For capital companies and cooperatives, Ticino applies a simple cantonal profit tax rate of 5.5% on taxable net profit from tax year 2025 (8% in 2020–2024, 9% before 2020). This simple tax is multiplied by the cantonal and municipal multipliers to determine the cantonal/communal profit tax. Together with Swiss direct federal corporate income tax at 8.5% on profit after tax (about 7.8% on profit before tax), benchmark calculations show a combined effective corporate income tax burden of roughly 16.0% in Bellinzona and about 14.5% in the lowest-tax municipality Castel San Pietro, before any special reliefs.
What is the difference between profit tax and capital tax in Ticino?
Profit tax is charged annually on the company’s taxable income for the year. Capital tax is charged on the company’s equity (share capital, reserves, retained earnings and certain hidden equity) at a simple rate of 1.5‰ (0.15%) for capital companies and cooperatives, subject to a minimum capital tax for certain entities and a temporary 0.01‰ rate for qualifying innovative start-ups. A portion of the profit tax (16% from 2025) is credited against capital tax, so capital tax mainly functions as a minimum or residual tax in profitable years.

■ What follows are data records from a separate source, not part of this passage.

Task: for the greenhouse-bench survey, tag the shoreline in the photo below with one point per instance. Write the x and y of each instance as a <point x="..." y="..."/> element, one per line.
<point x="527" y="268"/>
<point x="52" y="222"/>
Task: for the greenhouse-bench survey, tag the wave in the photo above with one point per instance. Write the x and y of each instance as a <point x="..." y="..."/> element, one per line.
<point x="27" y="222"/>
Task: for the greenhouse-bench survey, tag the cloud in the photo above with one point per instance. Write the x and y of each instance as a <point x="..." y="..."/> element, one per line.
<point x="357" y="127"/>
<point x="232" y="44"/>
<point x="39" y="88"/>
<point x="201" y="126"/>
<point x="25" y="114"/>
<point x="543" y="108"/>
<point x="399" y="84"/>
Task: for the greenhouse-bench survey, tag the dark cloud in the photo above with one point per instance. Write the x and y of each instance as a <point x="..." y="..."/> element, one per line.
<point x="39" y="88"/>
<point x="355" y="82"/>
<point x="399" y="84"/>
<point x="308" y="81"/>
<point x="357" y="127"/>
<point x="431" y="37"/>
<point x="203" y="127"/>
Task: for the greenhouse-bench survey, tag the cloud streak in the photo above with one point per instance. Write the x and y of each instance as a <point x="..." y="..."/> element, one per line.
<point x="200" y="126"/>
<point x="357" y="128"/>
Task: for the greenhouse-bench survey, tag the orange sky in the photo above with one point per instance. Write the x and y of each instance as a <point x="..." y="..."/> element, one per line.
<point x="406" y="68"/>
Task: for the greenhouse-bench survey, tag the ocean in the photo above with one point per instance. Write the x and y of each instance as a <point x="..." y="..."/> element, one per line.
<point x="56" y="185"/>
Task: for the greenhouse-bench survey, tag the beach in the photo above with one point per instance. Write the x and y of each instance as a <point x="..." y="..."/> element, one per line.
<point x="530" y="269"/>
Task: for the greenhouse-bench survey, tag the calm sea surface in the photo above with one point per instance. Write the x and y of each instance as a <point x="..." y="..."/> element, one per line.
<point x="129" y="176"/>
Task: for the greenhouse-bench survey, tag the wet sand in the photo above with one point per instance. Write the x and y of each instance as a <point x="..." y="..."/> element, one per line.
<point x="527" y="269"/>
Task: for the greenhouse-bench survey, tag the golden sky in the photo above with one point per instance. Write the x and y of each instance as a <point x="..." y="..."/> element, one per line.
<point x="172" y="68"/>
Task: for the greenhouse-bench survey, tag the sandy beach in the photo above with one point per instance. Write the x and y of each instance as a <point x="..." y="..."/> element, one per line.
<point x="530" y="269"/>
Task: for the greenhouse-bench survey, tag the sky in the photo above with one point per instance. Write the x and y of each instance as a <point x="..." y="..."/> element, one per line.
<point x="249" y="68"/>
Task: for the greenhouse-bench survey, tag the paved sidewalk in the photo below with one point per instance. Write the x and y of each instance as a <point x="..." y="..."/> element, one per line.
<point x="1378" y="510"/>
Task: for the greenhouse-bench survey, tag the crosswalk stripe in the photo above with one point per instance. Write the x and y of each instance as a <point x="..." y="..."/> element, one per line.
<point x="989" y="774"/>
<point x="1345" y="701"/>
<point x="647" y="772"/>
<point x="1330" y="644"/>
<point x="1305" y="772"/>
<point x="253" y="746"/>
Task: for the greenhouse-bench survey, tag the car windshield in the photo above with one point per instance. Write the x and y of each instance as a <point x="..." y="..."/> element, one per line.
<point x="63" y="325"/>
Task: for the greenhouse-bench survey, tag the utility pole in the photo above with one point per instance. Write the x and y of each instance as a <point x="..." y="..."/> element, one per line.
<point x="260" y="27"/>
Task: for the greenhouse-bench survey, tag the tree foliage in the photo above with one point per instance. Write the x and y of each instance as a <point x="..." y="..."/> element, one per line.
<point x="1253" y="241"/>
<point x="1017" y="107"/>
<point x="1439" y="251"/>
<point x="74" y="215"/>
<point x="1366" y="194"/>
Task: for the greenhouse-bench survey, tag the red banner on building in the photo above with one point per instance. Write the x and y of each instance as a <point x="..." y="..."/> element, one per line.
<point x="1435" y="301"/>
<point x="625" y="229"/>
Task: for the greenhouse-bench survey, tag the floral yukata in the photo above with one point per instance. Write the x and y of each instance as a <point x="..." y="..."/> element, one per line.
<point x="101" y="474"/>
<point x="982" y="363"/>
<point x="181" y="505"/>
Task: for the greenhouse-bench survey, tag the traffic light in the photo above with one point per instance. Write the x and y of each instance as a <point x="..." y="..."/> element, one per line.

Are dividends from subsidiaries fully taxed in Ticino?
No. Qualifying participations benefit from participation relief. Under this mechanism, net participation income (dividends and certain capital gains) is only partially taxed based on a formula comparing participation income with total profit. Where the conditions are met (e.g. at least 10% shareholding or CHF 1 million fair value), the effective cantonal and federal tax on such income can be reduced substantially.
How are losses treated for Ticino corporate income tax?
Tax losses can normally be carried forward for seven years and offset against future taxable profits. There is no loss carryback. In restructuring or ownership-change scenarios, specific rules may limit the use of loss carryforwards; in material cases, advance tax rulings from Ticino are often used to secure the treatment of existing losses and their interaction with step-up and hidden-reserve regimes.
Does Ticino offer advance tax rulings for planned structures?
Yes. Like other Swiss cantons, Ticino offers advance tax rulings. These are commonly used for holding and financing structures, IP and R&D arrangements, relocations, application of STAF instruments (90% patent box, 50% R&D super-deduction, 70% relief cap) and intercantonal or international profit allocation. A well-prepared ruling request can provide certainty on both profit and capital tax treatment over several years.